Machine learning algorithms predicted stroke risk with high accuracy in a large retrospective cohort.
This retrospective multicenter study analyzed data from 35,859 participants within a high-quality health database to assess stroke risk prediction. The investigation compared multiple machine learning algorithms, including random forest, against established models. The primary outcome measured was the area under the curve (AUC) for stroke risk prediction.
The random forest model demonstrated the best performance among the evaluated algorithms, achieving an AUC of 0.97. During the observation period, 781 participants, representing 2.2% of the cohort, experienced a stroke.
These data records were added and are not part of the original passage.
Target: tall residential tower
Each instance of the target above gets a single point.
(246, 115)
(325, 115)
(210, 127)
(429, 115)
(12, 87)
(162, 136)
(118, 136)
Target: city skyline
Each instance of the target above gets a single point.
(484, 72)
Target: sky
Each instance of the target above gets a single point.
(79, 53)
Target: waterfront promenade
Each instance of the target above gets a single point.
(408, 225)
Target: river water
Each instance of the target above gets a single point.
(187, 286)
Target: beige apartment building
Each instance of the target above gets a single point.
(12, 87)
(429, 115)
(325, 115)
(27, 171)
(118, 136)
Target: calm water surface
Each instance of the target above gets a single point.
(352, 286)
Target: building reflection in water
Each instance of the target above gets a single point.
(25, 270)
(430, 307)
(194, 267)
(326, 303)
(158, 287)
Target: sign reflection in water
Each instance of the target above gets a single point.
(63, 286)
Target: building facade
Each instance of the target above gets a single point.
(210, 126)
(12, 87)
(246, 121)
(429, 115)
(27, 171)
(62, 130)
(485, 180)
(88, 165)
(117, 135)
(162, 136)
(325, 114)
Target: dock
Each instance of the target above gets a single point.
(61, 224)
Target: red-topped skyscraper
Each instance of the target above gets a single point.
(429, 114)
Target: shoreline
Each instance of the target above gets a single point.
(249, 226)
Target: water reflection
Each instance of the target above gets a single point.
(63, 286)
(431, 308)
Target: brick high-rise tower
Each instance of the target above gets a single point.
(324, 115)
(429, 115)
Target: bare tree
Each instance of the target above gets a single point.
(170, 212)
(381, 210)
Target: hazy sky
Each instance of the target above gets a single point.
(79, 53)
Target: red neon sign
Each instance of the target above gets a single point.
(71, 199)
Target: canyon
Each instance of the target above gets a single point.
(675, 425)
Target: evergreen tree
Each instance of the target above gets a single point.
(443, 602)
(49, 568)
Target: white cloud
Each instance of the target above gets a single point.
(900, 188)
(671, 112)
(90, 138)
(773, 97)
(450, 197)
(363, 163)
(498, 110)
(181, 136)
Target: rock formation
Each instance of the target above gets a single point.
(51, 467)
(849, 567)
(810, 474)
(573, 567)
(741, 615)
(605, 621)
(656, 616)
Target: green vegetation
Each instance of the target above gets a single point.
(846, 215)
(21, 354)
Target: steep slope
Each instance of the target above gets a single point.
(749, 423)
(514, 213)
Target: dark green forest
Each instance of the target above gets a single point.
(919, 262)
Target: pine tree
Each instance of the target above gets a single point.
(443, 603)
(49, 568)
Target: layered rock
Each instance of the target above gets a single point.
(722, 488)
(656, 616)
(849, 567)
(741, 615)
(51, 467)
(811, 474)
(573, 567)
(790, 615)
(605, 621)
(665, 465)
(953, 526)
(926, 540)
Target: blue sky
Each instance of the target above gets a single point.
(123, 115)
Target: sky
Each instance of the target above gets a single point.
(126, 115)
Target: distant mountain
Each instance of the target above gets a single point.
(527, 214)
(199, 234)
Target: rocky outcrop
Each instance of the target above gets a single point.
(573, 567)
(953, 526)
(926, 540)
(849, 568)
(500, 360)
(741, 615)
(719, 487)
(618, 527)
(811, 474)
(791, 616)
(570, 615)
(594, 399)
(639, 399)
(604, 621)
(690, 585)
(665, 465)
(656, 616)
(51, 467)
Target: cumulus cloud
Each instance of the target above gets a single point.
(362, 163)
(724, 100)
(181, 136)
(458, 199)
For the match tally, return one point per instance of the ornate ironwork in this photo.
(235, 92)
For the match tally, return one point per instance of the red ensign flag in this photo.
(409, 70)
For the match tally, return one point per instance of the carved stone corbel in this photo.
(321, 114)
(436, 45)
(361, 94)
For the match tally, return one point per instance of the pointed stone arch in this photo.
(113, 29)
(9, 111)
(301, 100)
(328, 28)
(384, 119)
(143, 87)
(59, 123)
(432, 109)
The dataset was initially incomplete and class imbalanced; therefore, extreme outliers and noises were eliminated, missing values were imputed, and the Synthetic Minority Over-sampling Technique was used to generate a balanced dataset for analysis.
Safety and tolerability data were not reported in this study. Key limitations include the incomplete nature of the dataset, the use of data imputation and oversampling techniques, and the elimination of extreme outliers. The authors note that future studies should further validate and optimize the current model to assess its generalizability across different populations.
The study suggests these tools may facilitate the application of clinical practice guidelines and shared decision-making. However, given the observational nature of the data and the specific preprocessing steps taken, clinicians should interpret these results with caution until external validation confirms the model's performance in diverse settings.